README

idionomics is an R toolkit for idionomic science — a research philosophy that places the unit of the ensemble (individual/couple/group) at the center of analysis. Rather than assuming a common distribution, a similar enough process for each unit, and fitting a single model to the whole ensemble, idionomic methods model each unit separately, then aggregate upward if sensible. The group-level picture emerges from individual results, not the other way around, while explicitly evaluating whether aggregation is reasonable given the measured level of heterogeneity of effects.

The package is built around intensive longitudinal data where each participant contributes a time series. It provides a pipeline from preprocessing through modeling to group-level summaries.

The idionomic science principle

Classical longitudinal methods (e.g., multilevel models) estimate one set of parameters shared — or partially shared — across all units of an ensemble. If the focus of interest is the trajectory of individuals, this is only sensible under hard-to-meet assumptions, such as exchangeability and/or ergodicity. If these assumptions are not met, ensemble averages may systematically obscure individual differences: an average positive effect may coexist with a significant subset of individuals for whom the effect is negative, nonsignificant, or zero.

This preserves the individual’s data structure, produces person-specific estimates that can be reported back to participants or explored as a basis for personalized intervention, and provides honest group-level summaries that distinguish “the average effect is X” from “most people show effect X”, “the average effect is null but there are significant effects at both sides”, and similar patterns that a single pooled estimate might drastically obscure.

Installation

# Install from a local source directory (development version)
install.packages("devtools")
devtools::install("/path/to/idionomics")

# Or install directly from GitHub:
devtools::install_github("cristobalehc/idionomics")

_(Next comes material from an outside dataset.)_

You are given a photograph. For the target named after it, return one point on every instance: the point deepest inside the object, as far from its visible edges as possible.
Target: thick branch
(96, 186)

Recommended analysis pipeline

Function reference

i_screener() — Pre-pipeline data quality filter

i_screener(df, cols, id_var,
         min_n_subject = 20,
         min_sd       = NULL,
         max_mode_pct = NULL,
         filter_type  = "joint",
         mode         = "filter",
         verbose      = FALSE)

Screens subjects for data quality on raw (unstandardised) data before it enters the pipeline. After pmstandardize(), all non-constant series have within-person variance = 1 by construction, making iarimax()’s minvar filter ineffective. Running i_screener() on raw data catches low-quality subjects at the right stage.

Criterion	What it catches	Default
`min_n_subject`	Subjects with too few observations	20
`min_sd`	Near-constant series (floor/ceiling, low range)	`NULL` (off)
`max_mode_pct`	“Stuck” responders (e.g. ≥ 80 % of responses identical)	`NULL` (off)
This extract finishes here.